“It’s not every day that I get called nice and normal,” I answer, a real smile stealing over my face in spite of my nerves. “It’s kind of refreshing, to be honest.”

He leans his head to one side, brow creasing with curiosity. “What sorts of things do you usually hear?”

“Oh you know,” I say airily, waving my hand and pretending like it doesn’t bother me, “things like, ‘Why didn’t you wash my work jeans, you dumb bitch.’” I laugh, then stop abruptly when I realize he’s not laughing with me.Shit. I’ve already put my foot in my mouth. I try to recover. “I mean, obviously I kicked that guy’s ass to the curb.”

“He obviously deserved it.”

I squirm on the spot, not knowing how to break us out of this awkward silence. “Have you heard of the lecturer?” I ask, attempting to keep the desperation from my voice, gesturing through the open door.

A strange look comes over the man’s face.Double shit. Another mistake, although I don’t know what kind. I’m racking them up faster than the minutes are ticking by. Fantastic.

“Yes,” he says at last, but like he’s not quite sure. “I suppose I have. Are you going in? You seemed like you were in a rush to escape.”

Drawing in a steadying breath, I turn to face the classroom. “I just didn’t expect so much . . . lipstick.”

“You and me both,” the man mutters, giving me a look that, while dark, makes me chuckle. Then he pushes past me and nods his chin for me to follow.

What else can I do? When a man that gorgeous tells you to follow him, you follow him.

I walk in his wake, then slip into a desk near the back of the room — close enough to see the board at the front, but near the door so I can make a mostly-surreptitious escape if I need to. No one will notice a middle-aged woman like me making her exit mid-class, except maybe the lecturer, who isn’t here yet.

I look around the room to see if he’s visiting with any students.

Then with a sinking feeling in my belly, I watch as the young man I was talking with steps to the front of the class, slings his messenger bag on the desk there, and faces the class.

“Good evening,” he says, opening his arms wide. “Welcome to Intro to Poetry.
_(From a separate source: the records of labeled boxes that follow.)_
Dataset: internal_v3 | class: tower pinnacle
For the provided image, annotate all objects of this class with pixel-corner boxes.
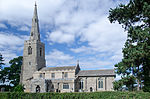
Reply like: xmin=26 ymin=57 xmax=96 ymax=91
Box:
xmin=30 ymin=2 xmax=40 ymax=41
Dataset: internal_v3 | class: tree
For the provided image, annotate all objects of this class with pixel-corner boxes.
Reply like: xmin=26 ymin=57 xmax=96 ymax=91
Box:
xmin=8 ymin=56 xmax=22 ymax=86
xmin=108 ymin=0 xmax=150 ymax=92
xmin=0 ymin=56 xmax=22 ymax=91
xmin=0 ymin=53 xmax=4 ymax=69
xmin=113 ymin=80 xmax=123 ymax=91
xmin=13 ymin=84 xmax=24 ymax=92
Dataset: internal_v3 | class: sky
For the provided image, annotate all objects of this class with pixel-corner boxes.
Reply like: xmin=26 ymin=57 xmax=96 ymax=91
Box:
xmin=0 ymin=0 xmax=127 ymax=76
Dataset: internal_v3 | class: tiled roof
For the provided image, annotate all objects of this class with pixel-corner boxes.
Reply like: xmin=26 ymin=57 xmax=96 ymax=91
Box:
xmin=77 ymin=69 xmax=115 ymax=76
xmin=40 ymin=66 xmax=76 ymax=71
I’m Rowan Keating.”

A strange sort of ripple goes through the collection of students, something between excitement and swooning.

But I only half hear it. Because when Rowan Keating speaks, he only has eyes for me, humor glinting in those beautiful blue orbs.

Triple shit. Yet another faux pas — mistaking the teacher for a student.

I wonder if I said something worth getting expelled over. I can’t recall anything, but hey, it’s me, queen of awkwardness. Even if I didn’t say something weird before, I’m sure I will soon.

Still, before Rowan Keating bends his head to open his bag and pulls out a sheaf of paper, his gaze lingers on mine, a smile playing over his lips.

And that look with that sweet smirk? It almost makes me forget to worry about a damn thing.

Almost.

Rowan

Iknow I shouldn’t.

It’s against everything I’ve come to stand for — secretly, at least. It wouldn’t be good for my career if word got around that I can’t stand the shamelessly flirting women that tend to comprise my classes.

But when I see the curvy woman in all her unpretentious beauty hovering at the door of my class, my heart expands a little, as if it wants to shelter her inside of it.

She’s not shellacked with makeup like the rest of the women, and she’s cradling an armful of notebooks along with the semester’s required reading.

This woman is here to learn. To write. To grow as a poet and a person. I see it immediately.

So yeah, I know I shouldn’t, but I fall a little bit in love with her right then, before I’ve even spoken a word to her.

Then I do, and she speaks back, and I realize two very important things.

One, she has no idea who I am. Which means that she’s here purely for the poetry. A woman after my own heart.